En el Hipódromo

Manuel Gutiérrez Nájera


Cuento


Es imposible separar los ojos de esa larga pista, en donde los caballos de carrera compiten, maravillándonos con sus proezas. Yo sé de muchas damas que han reñido con sus novios, porque éstos, en vez de verlas preferentemente y admirarlas, fijaban su atención en los ardides de los jockeys y en la traza de los caballos. Y sé, en cambio, cíe otro amigo mío, que absorto en la contemplación de unas medias azules, perfectamente estiradas, perdió su apuesta por no haber observado, como debía haberlo hecho desde antes, las condiciones en que iba a verificarse la carrera. Pero esta manía hípica no cunde nada más entre los dueños de caballos y los apostadores, ávidos de lucro; se extiende hasta las damas, que también siguen, a favor del anteojo, los episodios y las peripecias de la justa; y que apuestan como nosotros apostamos y emplean en su conversación los agrios vocablos del idioma hípico, erizado de puntas y consonantes agudísimas. Los galanes y los cortejos van a apostar con las señoras, y ofrecen una caja de guantes o un estuche de perfumes, en cambio de la pálida camelia que se marchita en los cabellos de la dama o del coqueto alfiler de oro que detiene los rizos en la nuca. El breve guante de cabritilla paja que aprisiona una mano marfilina bien vale todos los jarrones de Sévres de tiene Hildebrand en sus lujosos almacenes y todas las delicadas miniaturas que traza el pincel Daudet de Casarín. Yo tengo en el cofre azul de mis recuerdos uno de esos guantes. ¿De quién era? Recuerdo que durante muchos días fue conmigo, guardado en la cartera, y durmió bajo mi almohada por las noches. ¿De quién era? ¡Pobre guante! Ya le faltan dos botones y tiene un pequeñito desgarrón en el dedo meñique. Huele a rubia.

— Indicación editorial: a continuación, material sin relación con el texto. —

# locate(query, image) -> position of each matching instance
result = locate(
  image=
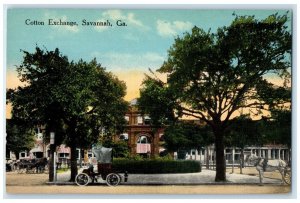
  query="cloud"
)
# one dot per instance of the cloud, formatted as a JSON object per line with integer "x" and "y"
{"x": 169, "y": 29}
{"x": 115, "y": 15}
{"x": 119, "y": 61}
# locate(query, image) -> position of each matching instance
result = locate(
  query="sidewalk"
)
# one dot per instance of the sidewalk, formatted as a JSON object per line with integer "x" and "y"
{"x": 206, "y": 177}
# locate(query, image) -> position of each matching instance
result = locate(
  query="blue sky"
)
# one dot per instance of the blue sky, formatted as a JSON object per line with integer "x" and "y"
{"x": 142, "y": 44}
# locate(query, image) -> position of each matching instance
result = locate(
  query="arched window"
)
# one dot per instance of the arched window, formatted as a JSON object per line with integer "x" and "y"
{"x": 143, "y": 145}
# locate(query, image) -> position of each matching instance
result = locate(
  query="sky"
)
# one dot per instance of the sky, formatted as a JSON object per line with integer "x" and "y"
{"x": 127, "y": 51}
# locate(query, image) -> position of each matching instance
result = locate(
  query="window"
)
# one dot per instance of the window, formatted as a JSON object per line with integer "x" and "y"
{"x": 23, "y": 154}
{"x": 127, "y": 120}
{"x": 140, "y": 120}
{"x": 147, "y": 120}
{"x": 63, "y": 155}
{"x": 124, "y": 136}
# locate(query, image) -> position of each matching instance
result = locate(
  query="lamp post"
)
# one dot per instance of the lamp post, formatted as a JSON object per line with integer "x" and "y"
{"x": 52, "y": 168}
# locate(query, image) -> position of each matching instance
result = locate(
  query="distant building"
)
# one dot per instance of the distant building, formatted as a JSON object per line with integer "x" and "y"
{"x": 142, "y": 138}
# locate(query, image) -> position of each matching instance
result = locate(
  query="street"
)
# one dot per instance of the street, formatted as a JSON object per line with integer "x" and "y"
{"x": 196, "y": 183}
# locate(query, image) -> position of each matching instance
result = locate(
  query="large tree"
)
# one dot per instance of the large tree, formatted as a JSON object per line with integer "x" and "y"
{"x": 213, "y": 75}
{"x": 76, "y": 100}
{"x": 18, "y": 137}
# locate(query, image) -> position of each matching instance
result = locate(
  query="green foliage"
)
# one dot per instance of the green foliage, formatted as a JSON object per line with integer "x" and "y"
{"x": 213, "y": 75}
{"x": 77, "y": 100}
{"x": 18, "y": 136}
{"x": 156, "y": 166}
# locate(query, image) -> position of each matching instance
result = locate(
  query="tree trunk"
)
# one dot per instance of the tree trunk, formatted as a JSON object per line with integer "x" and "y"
{"x": 207, "y": 157}
{"x": 74, "y": 170}
{"x": 220, "y": 158}
{"x": 242, "y": 161}
{"x": 51, "y": 163}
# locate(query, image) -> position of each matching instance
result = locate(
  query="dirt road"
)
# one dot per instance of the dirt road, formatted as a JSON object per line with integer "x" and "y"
{"x": 36, "y": 184}
{"x": 198, "y": 189}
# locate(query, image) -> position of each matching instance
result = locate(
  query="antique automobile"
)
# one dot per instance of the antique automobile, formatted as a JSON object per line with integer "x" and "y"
{"x": 104, "y": 170}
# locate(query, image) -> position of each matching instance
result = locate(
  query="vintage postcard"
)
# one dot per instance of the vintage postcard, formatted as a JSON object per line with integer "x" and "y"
{"x": 193, "y": 101}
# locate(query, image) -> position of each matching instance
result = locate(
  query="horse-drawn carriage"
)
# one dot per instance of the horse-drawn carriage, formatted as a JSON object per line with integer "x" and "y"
{"x": 104, "y": 170}
{"x": 263, "y": 165}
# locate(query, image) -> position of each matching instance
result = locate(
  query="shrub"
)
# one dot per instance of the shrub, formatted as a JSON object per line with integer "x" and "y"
{"x": 156, "y": 166}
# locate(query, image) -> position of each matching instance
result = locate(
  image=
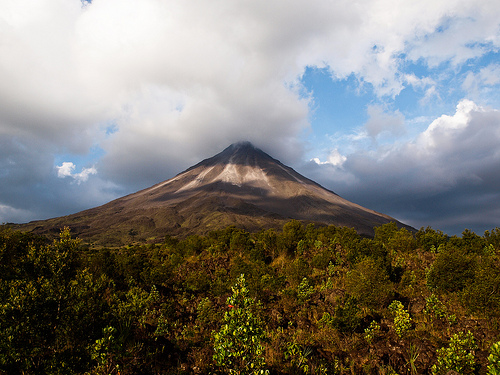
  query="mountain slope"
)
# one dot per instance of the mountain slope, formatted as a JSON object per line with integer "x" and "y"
{"x": 240, "y": 186}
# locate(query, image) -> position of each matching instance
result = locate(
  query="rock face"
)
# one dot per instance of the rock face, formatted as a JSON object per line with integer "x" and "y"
{"x": 241, "y": 186}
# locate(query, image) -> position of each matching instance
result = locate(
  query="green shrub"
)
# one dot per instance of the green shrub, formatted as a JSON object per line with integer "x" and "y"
{"x": 451, "y": 271}
{"x": 402, "y": 319}
{"x": 458, "y": 356}
{"x": 369, "y": 284}
{"x": 238, "y": 344}
{"x": 494, "y": 360}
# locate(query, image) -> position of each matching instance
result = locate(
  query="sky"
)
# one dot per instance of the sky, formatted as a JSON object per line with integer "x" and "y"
{"x": 392, "y": 104}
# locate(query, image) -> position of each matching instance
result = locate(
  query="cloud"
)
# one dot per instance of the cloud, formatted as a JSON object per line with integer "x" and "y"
{"x": 178, "y": 81}
{"x": 446, "y": 177}
{"x": 380, "y": 121}
{"x": 66, "y": 170}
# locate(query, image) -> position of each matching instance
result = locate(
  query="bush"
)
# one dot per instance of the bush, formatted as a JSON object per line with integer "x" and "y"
{"x": 238, "y": 344}
{"x": 494, "y": 360}
{"x": 402, "y": 319}
{"x": 458, "y": 356}
{"x": 451, "y": 271}
{"x": 369, "y": 284}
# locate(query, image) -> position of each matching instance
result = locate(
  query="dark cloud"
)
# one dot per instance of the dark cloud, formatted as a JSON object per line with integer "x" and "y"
{"x": 178, "y": 81}
{"x": 446, "y": 178}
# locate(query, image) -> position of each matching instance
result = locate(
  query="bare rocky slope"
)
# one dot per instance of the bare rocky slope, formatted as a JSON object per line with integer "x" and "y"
{"x": 241, "y": 186}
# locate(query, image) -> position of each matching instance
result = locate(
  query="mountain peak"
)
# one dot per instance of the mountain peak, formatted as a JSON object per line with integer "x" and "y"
{"x": 242, "y": 186}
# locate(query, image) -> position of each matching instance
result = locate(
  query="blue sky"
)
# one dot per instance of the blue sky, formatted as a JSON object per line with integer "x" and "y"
{"x": 391, "y": 104}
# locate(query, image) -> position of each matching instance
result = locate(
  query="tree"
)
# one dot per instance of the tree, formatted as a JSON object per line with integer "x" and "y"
{"x": 369, "y": 284}
{"x": 238, "y": 344}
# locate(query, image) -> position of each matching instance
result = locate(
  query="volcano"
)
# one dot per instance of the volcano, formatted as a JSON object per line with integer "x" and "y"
{"x": 241, "y": 186}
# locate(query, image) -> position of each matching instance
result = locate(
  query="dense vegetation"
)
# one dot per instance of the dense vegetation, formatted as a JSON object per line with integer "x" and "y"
{"x": 304, "y": 300}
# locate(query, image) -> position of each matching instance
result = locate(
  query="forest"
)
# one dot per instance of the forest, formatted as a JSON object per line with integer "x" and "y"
{"x": 304, "y": 299}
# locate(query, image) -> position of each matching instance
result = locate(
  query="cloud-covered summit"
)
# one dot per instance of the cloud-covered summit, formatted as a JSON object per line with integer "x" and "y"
{"x": 141, "y": 90}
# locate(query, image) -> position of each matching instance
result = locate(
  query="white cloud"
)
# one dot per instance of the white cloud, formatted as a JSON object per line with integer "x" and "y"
{"x": 478, "y": 84}
{"x": 380, "y": 121}
{"x": 335, "y": 158}
{"x": 447, "y": 174}
{"x": 66, "y": 169}
{"x": 181, "y": 80}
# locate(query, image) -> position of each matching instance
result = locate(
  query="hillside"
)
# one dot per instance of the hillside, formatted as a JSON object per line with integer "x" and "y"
{"x": 241, "y": 186}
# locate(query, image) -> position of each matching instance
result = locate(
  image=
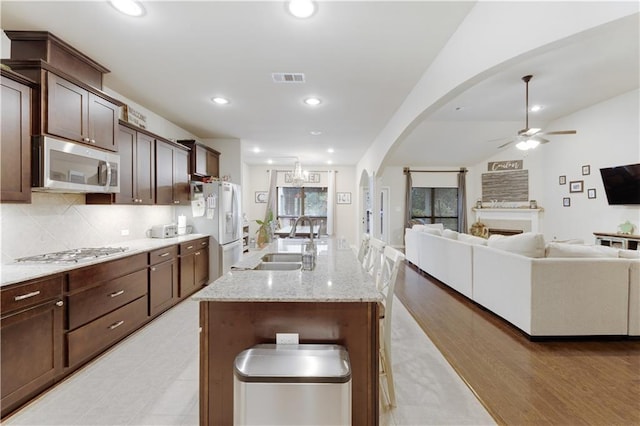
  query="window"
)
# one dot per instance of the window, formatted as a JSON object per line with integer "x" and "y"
{"x": 435, "y": 205}
{"x": 298, "y": 201}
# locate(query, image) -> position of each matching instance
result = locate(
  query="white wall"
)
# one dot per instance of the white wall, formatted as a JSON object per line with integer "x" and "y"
{"x": 257, "y": 179}
{"x": 608, "y": 135}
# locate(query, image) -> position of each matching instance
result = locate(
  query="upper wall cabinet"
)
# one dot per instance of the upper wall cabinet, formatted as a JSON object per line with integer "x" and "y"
{"x": 15, "y": 139}
{"x": 172, "y": 173}
{"x": 203, "y": 161}
{"x": 71, "y": 103}
{"x": 80, "y": 115}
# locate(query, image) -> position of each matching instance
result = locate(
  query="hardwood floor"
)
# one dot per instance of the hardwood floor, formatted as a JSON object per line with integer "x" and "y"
{"x": 521, "y": 382}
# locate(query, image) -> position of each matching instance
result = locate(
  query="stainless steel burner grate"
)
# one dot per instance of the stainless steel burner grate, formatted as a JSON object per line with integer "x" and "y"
{"x": 73, "y": 256}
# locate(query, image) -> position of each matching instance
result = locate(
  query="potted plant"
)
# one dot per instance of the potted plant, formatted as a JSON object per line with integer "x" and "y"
{"x": 265, "y": 229}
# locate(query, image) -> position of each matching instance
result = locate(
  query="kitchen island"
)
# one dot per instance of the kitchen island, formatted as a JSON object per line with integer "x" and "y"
{"x": 335, "y": 303}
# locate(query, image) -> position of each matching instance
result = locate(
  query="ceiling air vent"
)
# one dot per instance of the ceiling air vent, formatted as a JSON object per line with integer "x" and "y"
{"x": 288, "y": 77}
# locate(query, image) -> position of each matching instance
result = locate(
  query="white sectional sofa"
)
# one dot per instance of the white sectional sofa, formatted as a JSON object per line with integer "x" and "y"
{"x": 542, "y": 296}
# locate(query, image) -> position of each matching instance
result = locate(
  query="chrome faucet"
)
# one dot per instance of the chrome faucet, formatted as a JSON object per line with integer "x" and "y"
{"x": 295, "y": 225}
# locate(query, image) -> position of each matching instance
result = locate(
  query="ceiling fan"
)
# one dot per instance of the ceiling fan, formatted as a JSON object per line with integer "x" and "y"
{"x": 530, "y": 137}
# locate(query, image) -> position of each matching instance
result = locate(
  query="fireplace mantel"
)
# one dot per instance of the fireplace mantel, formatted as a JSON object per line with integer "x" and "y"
{"x": 533, "y": 216}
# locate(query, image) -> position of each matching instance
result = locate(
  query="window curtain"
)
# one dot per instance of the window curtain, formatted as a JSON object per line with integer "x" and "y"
{"x": 331, "y": 200}
{"x": 407, "y": 198}
{"x": 462, "y": 200}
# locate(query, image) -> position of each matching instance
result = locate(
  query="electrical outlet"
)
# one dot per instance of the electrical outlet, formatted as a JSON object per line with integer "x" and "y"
{"x": 287, "y": 338}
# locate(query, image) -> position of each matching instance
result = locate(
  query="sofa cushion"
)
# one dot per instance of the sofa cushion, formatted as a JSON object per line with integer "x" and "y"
{"x": 528, "y": 244}
{"x": 577, "y": 250}
{"x": 433, "y": 231}
{"x": 466, "y": 238}
{"x": 451, "y": 234}
{"x": 629, "y": 254}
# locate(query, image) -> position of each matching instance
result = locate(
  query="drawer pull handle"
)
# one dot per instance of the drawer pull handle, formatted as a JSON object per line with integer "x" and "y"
{"x": 117, "y": 293}
{"x": 26, "y": 296}
{"x": 116, "y": 325}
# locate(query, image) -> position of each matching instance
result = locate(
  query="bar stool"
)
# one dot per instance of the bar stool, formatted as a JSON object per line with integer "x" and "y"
{"x": 391, "y": 261}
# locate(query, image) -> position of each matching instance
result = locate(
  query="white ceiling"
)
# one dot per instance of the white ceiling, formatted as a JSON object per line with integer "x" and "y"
{"x": 360, "y": 58}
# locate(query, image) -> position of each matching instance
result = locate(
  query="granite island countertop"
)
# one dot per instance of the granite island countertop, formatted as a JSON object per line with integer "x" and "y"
{"x": 12, "y": 273}
{"x": 337, "y": 277}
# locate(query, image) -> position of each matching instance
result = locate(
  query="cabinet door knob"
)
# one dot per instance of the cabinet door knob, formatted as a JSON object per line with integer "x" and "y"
{"x": 116, "y": 325}
{"x": 27, "y": 296}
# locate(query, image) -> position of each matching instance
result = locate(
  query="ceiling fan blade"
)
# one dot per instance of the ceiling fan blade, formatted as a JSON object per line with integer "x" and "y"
{"x": 560, "y": 132}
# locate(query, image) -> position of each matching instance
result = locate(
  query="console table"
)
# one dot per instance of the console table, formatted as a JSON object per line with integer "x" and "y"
{"x": 623, "y": 241}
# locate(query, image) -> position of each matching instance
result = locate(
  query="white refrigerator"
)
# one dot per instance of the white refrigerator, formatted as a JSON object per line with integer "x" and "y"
{"x": 216, "y": 210}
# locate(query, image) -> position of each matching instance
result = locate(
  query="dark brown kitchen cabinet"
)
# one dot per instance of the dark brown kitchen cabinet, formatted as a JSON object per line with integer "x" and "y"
{"x": 31, "y": 332}
{"x": 163, "y": 279}
{"x": 76, "y": 113}
{"x": 137, "y": 170}
{"x": 105, "y": 302}
{"x": 194, "y": 266}
{"x": 15, "y": 139}
{"x": 203, "y": 161}
{"x": 172, "y": 173}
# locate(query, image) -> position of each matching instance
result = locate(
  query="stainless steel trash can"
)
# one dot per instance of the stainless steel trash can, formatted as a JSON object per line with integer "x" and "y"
{"x": 292, "y": 385}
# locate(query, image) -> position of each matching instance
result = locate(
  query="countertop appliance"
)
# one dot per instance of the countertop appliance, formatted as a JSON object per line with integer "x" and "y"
{"x": 62, "y": 166}
{"x": 216, "y": 211}
{"x": 72, "y": 256}
{"x": 164, "y": 231}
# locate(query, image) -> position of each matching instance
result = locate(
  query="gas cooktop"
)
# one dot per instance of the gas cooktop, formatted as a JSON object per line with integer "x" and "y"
{"x": 72, "y": 256}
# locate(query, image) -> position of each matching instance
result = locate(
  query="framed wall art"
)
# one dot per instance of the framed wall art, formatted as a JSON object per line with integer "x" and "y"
{"x": 576, "y": 186}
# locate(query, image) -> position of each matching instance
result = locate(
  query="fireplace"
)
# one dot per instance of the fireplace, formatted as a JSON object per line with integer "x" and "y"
{"x": 507, "y": 232}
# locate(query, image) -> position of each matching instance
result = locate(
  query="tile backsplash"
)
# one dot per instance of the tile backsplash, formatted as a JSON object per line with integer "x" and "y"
{"x": 54, "y": 222}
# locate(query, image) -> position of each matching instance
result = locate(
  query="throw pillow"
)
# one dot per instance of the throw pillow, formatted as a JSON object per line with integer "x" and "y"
{"x": 578, "y": 250}
{"x": 466, "y": 238}
{"x": 450, "y": 234}
{"x": 528, "y": 244}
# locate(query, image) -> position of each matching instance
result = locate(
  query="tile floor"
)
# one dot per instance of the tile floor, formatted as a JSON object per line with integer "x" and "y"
{"x": 151, "y": 378}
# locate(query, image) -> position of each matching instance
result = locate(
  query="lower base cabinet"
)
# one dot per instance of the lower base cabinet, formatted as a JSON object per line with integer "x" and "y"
{"x": 93, "y": 338}
{"x": 31, "y": 333}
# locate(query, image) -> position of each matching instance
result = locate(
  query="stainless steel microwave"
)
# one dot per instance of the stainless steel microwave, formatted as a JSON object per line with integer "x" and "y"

La arena del hipódromo ha recibido ya también su bautismo de sangre. Pero ¿quién piensa durante la animación de las carreras en esos tristes lances de tragedia? El caballo pasea con arrogancia dentro de la pista, como una hermosa en el salón del baile. Sabe que es bello y sabe que le miran. Y el caballo puede matar a su jinete en el steeplechase, como la dama, por casta y angelical que os parezca, puede también poner en vuestra mano el vibrante florete del duelista o el revólver del suicida. Todo amor da la muerte.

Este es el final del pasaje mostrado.